Understanding the Paxos Consensus Algorithm for Distributed Systems

The Problem That Paxos Addresses

The Paxos algorithm often appears cryptic and difficult to grasp. While numerous papers and articles exist, many feel abstract and unclear about its core principles and practical applications.

This complexity stems from two factors: most Paxos materials focus on formal proofs of algorithm correctness, making them inherently dense, and there are limited mature engineering implementations based on Paxos. This discussion aims to approach the topic progressively, starting from problems and gradually exploring Paxos concepts.

A Fundamental Concurrency Challenge

Consider a basic concurrency issue illustrated with a key-value storage cluster. Three clients concurrently send requests to a three-node cluster. When retrieving value X, what should its final state be?

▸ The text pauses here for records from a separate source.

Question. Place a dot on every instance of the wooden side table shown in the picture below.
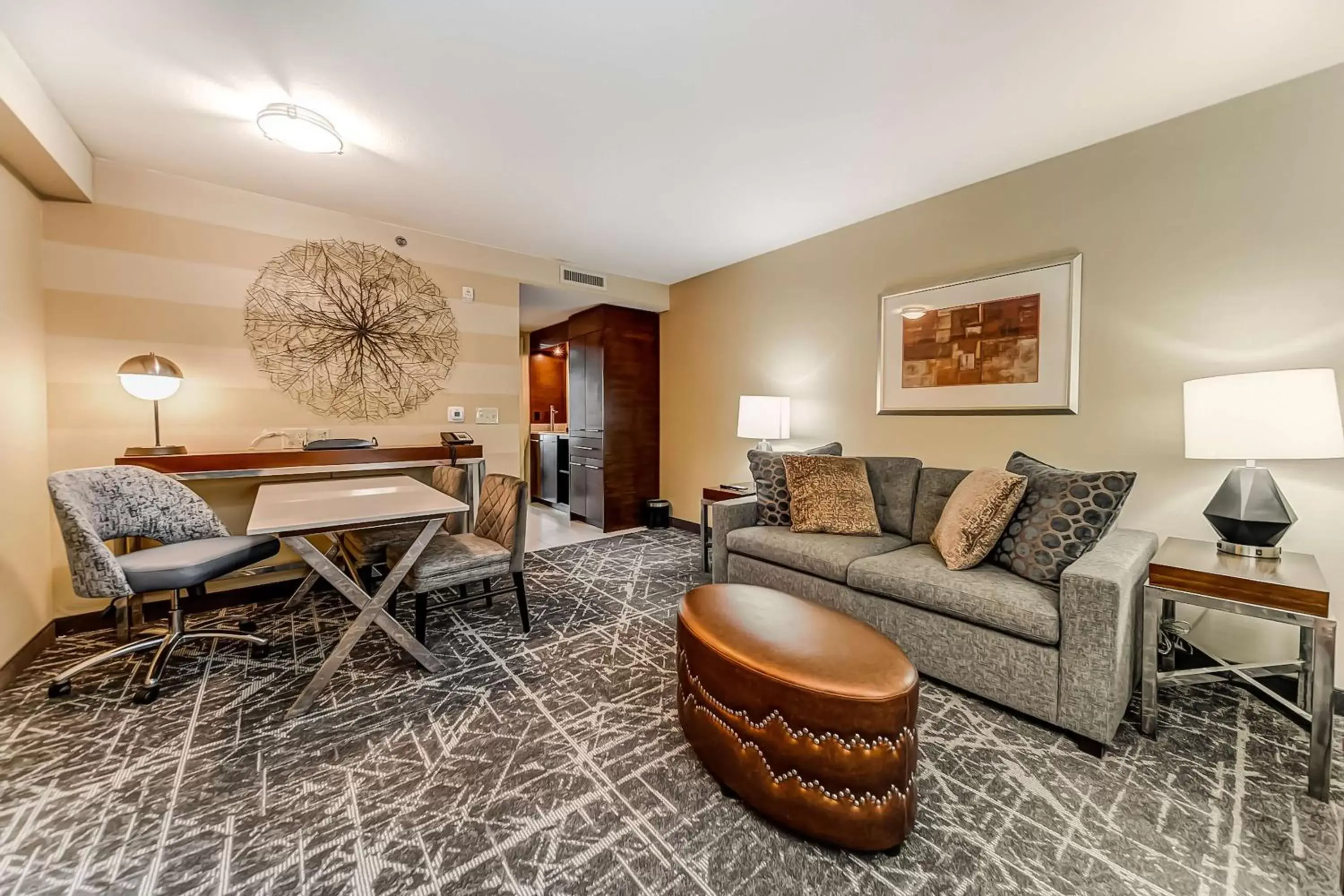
(1291, 590)
(713, 496)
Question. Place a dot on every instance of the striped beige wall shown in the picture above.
(163, 264)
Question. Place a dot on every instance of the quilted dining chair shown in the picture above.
(495, 548)
(100, 504)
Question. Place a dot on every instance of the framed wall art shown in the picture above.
(1006, 343)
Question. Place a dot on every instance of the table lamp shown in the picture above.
(1265, 417)
(762, 417)
(151, 378)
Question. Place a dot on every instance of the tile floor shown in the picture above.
(551, 528)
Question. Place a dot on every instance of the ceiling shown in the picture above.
(541, 307)
(658, 139)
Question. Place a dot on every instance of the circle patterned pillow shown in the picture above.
(1060, 519)
(772, 485)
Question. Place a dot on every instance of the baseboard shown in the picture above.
(27, 653)
(264, 593)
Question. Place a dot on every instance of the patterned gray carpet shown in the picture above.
(554, 765)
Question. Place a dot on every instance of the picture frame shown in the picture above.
(999, 343)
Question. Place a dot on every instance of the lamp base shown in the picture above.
(156, 450)
(1260, 551)
(1250, 513)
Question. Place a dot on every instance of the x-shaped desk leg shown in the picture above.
(370, 612)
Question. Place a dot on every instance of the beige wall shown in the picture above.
(25, 547)
(163, 264)
(1213, 244)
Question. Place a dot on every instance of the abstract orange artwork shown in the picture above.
(972, 345)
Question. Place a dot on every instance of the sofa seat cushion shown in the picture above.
(824, 555)
(986, 594)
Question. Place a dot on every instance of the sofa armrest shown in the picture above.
(1100, 605)
(725, 516)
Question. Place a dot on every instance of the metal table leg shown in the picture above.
(1305, 641)
(370, 612)
(1152, 614)
(705, 535)
(1323, 710)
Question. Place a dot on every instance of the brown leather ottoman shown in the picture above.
(806, 714)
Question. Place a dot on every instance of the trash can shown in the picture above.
(658, 513)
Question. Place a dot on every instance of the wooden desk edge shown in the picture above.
(1280, 597)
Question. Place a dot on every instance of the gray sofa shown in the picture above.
(1065, 656)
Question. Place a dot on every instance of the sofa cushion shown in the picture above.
(830, 495)
(893, 481)
(824, 555)
(936, 487)
(772, 484)
(1061, 517)
(986, 594)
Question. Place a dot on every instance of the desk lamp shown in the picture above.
(151, 378)
(1266, 416)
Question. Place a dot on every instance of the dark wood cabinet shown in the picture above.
(613, 416)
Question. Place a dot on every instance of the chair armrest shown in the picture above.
(725, 516)
(1100, 605)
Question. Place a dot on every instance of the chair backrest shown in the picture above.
(452, 481)
(502, 516)
(97, 504)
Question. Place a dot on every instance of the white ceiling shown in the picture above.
(541, 307)
(655, 139)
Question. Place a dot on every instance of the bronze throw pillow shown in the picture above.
(831, 495)
(772, 488)
(975, 516)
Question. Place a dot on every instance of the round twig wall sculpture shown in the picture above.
(351, 330)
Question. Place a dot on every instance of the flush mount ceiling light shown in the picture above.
(300, 128)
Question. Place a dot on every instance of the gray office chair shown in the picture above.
(105, 503)
(496, 547)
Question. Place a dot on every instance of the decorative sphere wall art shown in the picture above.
(350, 330)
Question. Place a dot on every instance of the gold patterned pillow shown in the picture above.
(831, 495)
(975, 516)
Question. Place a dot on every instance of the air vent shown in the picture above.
(582, 279)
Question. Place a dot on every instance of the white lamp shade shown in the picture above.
(762, 417)
(150, 386)
(1268, 416)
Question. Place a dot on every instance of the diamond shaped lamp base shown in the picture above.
(1250, 513)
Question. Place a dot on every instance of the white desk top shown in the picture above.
(328, 505)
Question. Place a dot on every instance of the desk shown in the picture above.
(713, 495)
(265, 462)
(330, 507)
(1289, 590)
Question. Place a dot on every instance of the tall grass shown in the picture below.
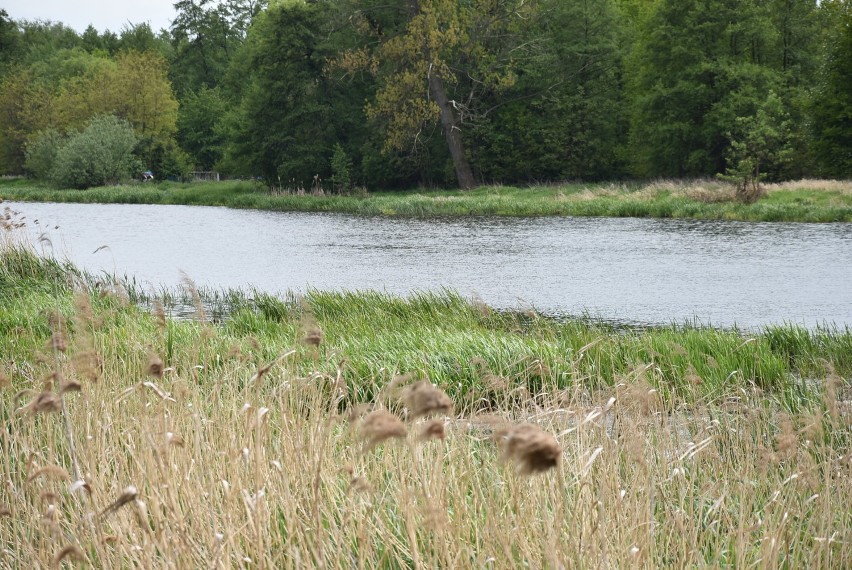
(806, 201)
(300, 432)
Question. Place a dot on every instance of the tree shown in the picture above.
(200, 128)
(435, 65)
(101, 154)
(10, 42)
(832, 105)
(696, 67)
(41, 153)
(563, 117)
(283, 128)
(758, 141)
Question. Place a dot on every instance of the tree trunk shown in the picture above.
(449, 123)
(464, 174)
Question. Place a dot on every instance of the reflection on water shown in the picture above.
(628, 270)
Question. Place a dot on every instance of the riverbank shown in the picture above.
(803, 201)
(135, 438)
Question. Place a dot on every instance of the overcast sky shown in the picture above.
(110, 15)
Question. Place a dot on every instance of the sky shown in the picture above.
(110, 15)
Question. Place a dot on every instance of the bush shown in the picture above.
(100, 155)
(41, 153)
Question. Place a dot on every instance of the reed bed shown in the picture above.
(803, 201)
(133, 439)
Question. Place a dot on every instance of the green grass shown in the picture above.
(678, 446)
(804, 201)
(479, 356)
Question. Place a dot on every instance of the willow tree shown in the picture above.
(434, 60)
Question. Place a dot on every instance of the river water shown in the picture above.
(636, 271)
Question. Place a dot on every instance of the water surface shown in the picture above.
(627, 270)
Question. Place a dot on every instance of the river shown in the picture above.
(636, 271)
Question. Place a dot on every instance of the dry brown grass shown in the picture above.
(241, 465)
(708, 191)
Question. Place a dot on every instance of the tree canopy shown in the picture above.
(399, 93)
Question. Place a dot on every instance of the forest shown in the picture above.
(392, 94)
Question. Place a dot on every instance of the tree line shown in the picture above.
(399, 93)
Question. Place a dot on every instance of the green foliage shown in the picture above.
(759, 140)
(285, 125)
(101, 154)
(199, 124)
(341, 169)
(41, 153)
(563, 118)
(164, 158)
(696, 67)
(832, 106)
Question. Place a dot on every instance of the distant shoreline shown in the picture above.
(815, 201)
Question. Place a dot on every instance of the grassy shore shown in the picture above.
(803, 201)
(292, 432)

The answer is: X could equal 1, 3, or 5 - all are valid! However, X=4 would be incorrect. Since clients operate concurrently, request arrival order at servers remains uncertain, allowing multiple valid outcomes.

A crucial insight: if the final cluster state shows X=1, then Client1's request (X=1) receives confirmation, while Client2's (X=3) and Client3's (X=5) requests effectively get rejected. Similar reasoning applies when X equals 3 or 5. This behavior represents a fundamental characteristic of the Paxos protocol.

Understanding Sequential Ordering

Expanding the scenario: consider a three-machine KV cluster where nodes communicate by propagating values. Each client sends requests to different machines. Each machine logs received requests (both client and inter-node communications). After processing completes, what sequence should each machine maintain?

The conclusion: regardless of ordering, if all three machines maintain identical log sequences, the result is correct. With three items, total permutations (6 cases) all remain valid. For instance, if all machines store X=1, X=3, X=5 in that order, the final cluster value becomes 5. Other scenarios follow similarly.

Incorrect scenarios occur when: Machine1 maintains sequence 1,3,5 (resulting in X=5), Machine2 has 3,5,1 (resulting in X=1), and Machine3 holds 1,5,3 (resulting in X=3). The machines disagree on X's value.

This example illustrates sequential ordering: while clients operate concurrently without precedence, server clusters must ensure identical log ordering across all machines - achieving distributed consistency.

What Paxos Resolves

In the example, Node1 receives X=1 then replicates to Node2 and Node3; Node2 receives X=3 then replicates to Node1 and Node3; Node3 receives X=5 then replicates to Node1 and Node2.

With concurrent clients and concurrent replication between nodes, how can we guarantee identical log sequences across all nodes? This challenge represents the core problem that Paxos addresses.

Replicated State Machines

Previous discussions addressed log replication issues - each node stores log sequences with guaranteed consistency between nodes. Some might ask: why store logs instead of final data directly?

Consider variables or objects as state machines. Each write request represents an event causing state machine transitions, which constitutes the log.

Using the simple variable X example: with one node and three client commands modifying X, the final state becomes 6.

Extending variable X to MySQL databases, clients send various DML operations that become persistent Binlog entries. These logs then generate database tables (state machines).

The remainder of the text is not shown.